I've posted this on Wattsupwiththat then came here to look at the source link, so apologies for the cross-posting -

Many of Norfolk Constabulary's top brass are Common Purpose graduates and they've resisted attempts under FOI to find out who they are.

If even half of what is claimed on the website below is true it would be totally logical for Norfolk Constabulary to call in the "Extremism Guys" to find and prosecute those trying to reveal the truth.

Jan 9, 2010 at 10:08 AM | Unregistered CommenterJockdownsouth

Norfolk police may have given you more information than you realise. From the Information Commissioners Office (ICO) website:

Can we impose penalties for breaching the Act?

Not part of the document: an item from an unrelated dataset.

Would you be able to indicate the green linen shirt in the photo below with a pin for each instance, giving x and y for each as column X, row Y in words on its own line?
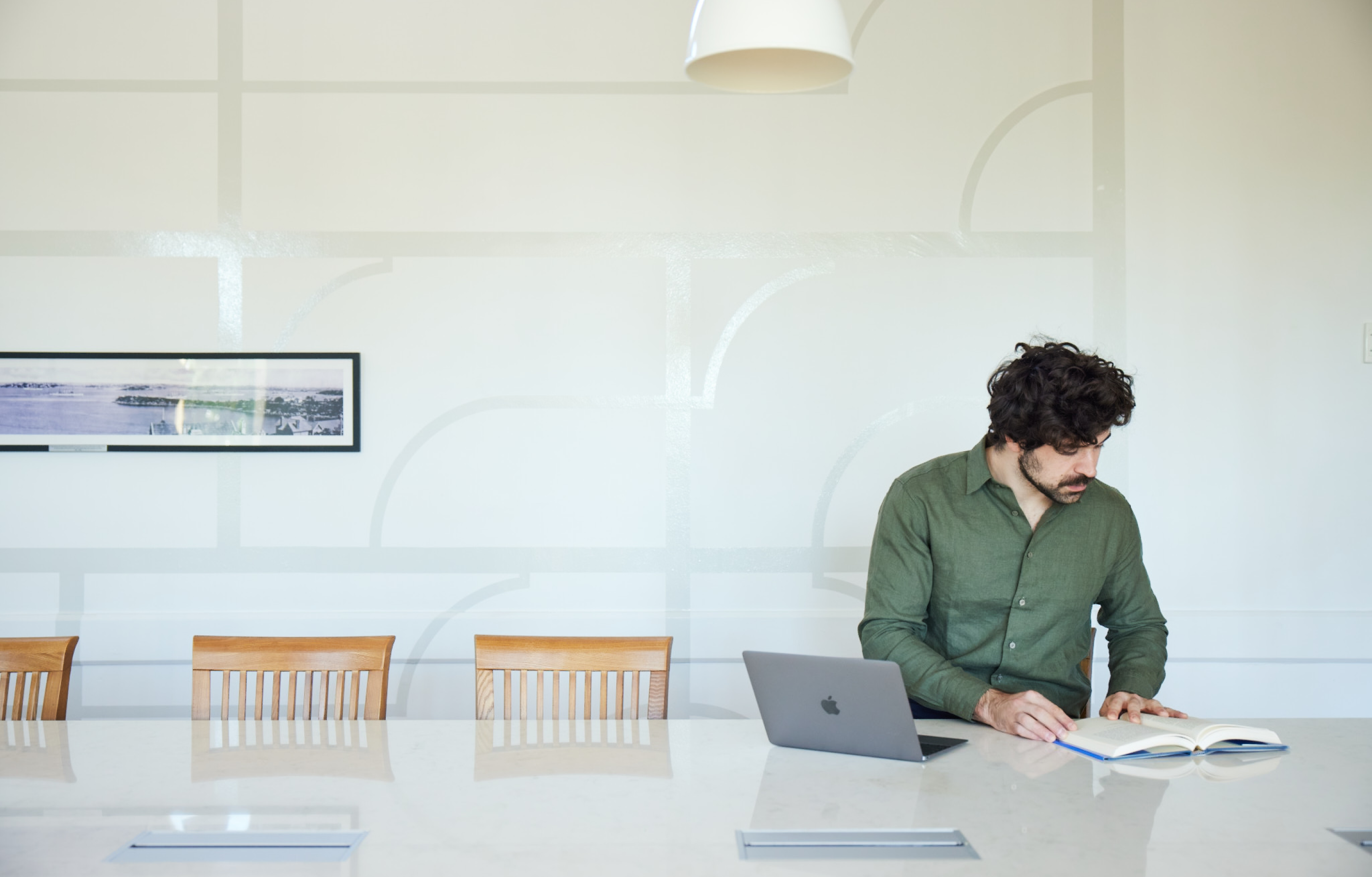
column 965, row 596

We have a statutory power to impose a financial penalty on an organisation if the Information Commissioner is satisfied that:

* there has been a serious breach of one or more of the data protection principles by the organisation; and
* the breach was likely to cause substantial damage or distress.

The power to impose a financial penalty only applies if:

* the breach was deliberate; or
* the organisation knew (or should have known) that there was a risk of a breach which was likely to cause substantial damage or distress, but failed to take reasonable steps to prevent it.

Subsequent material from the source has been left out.